Ci voleva un altro “cattolico democratico” al Quirinale perché in un discorso d’insediamento il tema della questione morale venisse evocato nell’aula di Montecitorio. Bisogna tornare al 28 maggio 1992, pochi giorni dopo che si era consumato il dramma dell’attentatuni mafioso al giudice Falcone, per sentire il “galantuomo” Scalfaro che ammonisce i parlamentari: “L’abuso di denaro pubblico è un fatto gravissimo, che froda e deruba il cittadino contribuente ed infrange duramente la fiducia dei cittadini: nessun male maggiore, nessun maggior pericolo, per la democrazia, che l’intreccio torbido tra politica e affari”. Parole profetiche, pronunciate di fronte a una classe politica plaudente ma già terrorizzata per le inchieste di Mani pulite, che lì a poco l’avrebbero falcidiata portando in breve alla liquefazione dei vecchi partiti di massa.
Ma il neo-Presidente Sergio Mattarella ha battuto ogni record: per quasi un decimo del suo discorso – convenevoli esclusi – si è concentrato proprio sul tema della lotta alla corruzione e alle mafie. Una battaglia da lui definita “priorità assoluta”, visto che “la corruzione ha raggiunto un livello inaccettabile. Divora risorse che potrebbero essere destinate ai cittadini. Impedisce la corretta esplicazione delle regole del mercato.
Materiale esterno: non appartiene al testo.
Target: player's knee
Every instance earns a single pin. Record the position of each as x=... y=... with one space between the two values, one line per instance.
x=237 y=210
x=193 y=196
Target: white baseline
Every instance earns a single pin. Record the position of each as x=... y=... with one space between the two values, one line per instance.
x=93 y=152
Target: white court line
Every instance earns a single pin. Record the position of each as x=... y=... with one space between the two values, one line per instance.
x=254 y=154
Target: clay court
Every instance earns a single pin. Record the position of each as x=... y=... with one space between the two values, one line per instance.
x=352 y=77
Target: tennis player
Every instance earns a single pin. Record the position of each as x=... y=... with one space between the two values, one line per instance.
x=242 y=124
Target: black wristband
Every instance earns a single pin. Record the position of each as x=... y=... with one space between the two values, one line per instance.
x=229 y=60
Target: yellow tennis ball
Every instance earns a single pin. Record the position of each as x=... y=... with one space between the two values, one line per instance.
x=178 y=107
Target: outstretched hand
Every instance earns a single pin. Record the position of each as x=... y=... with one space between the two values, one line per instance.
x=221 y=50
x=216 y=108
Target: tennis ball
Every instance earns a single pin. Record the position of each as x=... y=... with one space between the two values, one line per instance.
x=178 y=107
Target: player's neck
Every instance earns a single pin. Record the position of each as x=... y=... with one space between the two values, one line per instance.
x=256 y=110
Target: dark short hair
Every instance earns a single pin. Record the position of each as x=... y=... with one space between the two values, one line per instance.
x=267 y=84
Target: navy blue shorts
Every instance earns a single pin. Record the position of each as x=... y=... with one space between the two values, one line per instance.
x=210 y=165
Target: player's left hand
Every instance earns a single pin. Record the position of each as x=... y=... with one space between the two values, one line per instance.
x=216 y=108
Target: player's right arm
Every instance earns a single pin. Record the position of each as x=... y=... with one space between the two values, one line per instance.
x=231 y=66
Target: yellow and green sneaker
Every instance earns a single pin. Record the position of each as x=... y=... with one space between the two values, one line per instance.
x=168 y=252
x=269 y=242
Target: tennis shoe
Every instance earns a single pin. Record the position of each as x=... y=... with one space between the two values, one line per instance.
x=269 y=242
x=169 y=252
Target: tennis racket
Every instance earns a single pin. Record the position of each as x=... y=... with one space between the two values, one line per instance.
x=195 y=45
Favorisce le consorterie e penalizza gli onesti e i capaci”. Ed è solo unendo “l’azione determinata della magistratura e delle forze dell’ordine” con “una dirigenza politica e amministrativa capace di compiere il proprio dovere” che si potranno sconfiggere le mafie, che della corruzione sono nel contempo portatrici e beneficiarie, in una simbiosi perversa.
Ventitré anni dopo l’insediamento di Scalfaro dunque la questione morale è ancora il cuore del problema italiano, per quanto nel dibattito pubblico e nell’agenda politica il tema affiori e scompaia al ritmo degli scandali, inabissandosi tra una retata e l’altra – il 2014 resterà nella storia l’anno della Sacra Trinità dell’italica corruzione: Expo-Mose-Mafia Capitale. Anche durante il discorso di Mattarella gli applausi scroscianti non sono mancati. O meglio, sono mancati soltanto quelli degli assenti giustificati, come il presidente della commissione cultura, il deputato Giancarlo Galan, agli arresti domiciliari dopo aver patteggiato per le tangenti del Mose. E chissà se ad applaudire convinta c’era anche la “manina” finora anonima che nella bozza di decreto fiscale del governo aveva introdotto la soglia del 3 per cento di evasione dell’imponibile come “causa di esclusione della punibilità”. Di certo battevano le mani tutti quelli che negli ultimi due anni si sono dimenticati di riformare l’istituto della prescrizione per i crimini dei colletti bianchi, ad altissimo tasso d’impunità garantita, ma in compenso si preparano ad approvare una modifica del falso in bilancio che lascia intatti i capisaldi della depenalizzazione di berlusconiana memoria: “Modica quantità” di irregolarità di bilancio accettabile, procedibilità solo a querela. Mentre il pezzo forte della riforma dei reati di corruzione in cantiere è una misura impalpabile – ma buona per buttarla in pasto all’opinione pubblica: un ulteriore inasprimento degli anni di carcere previsti in astratto, ma che nessuno tra chi paga o incassa tangenti rischia in concreto di scontare.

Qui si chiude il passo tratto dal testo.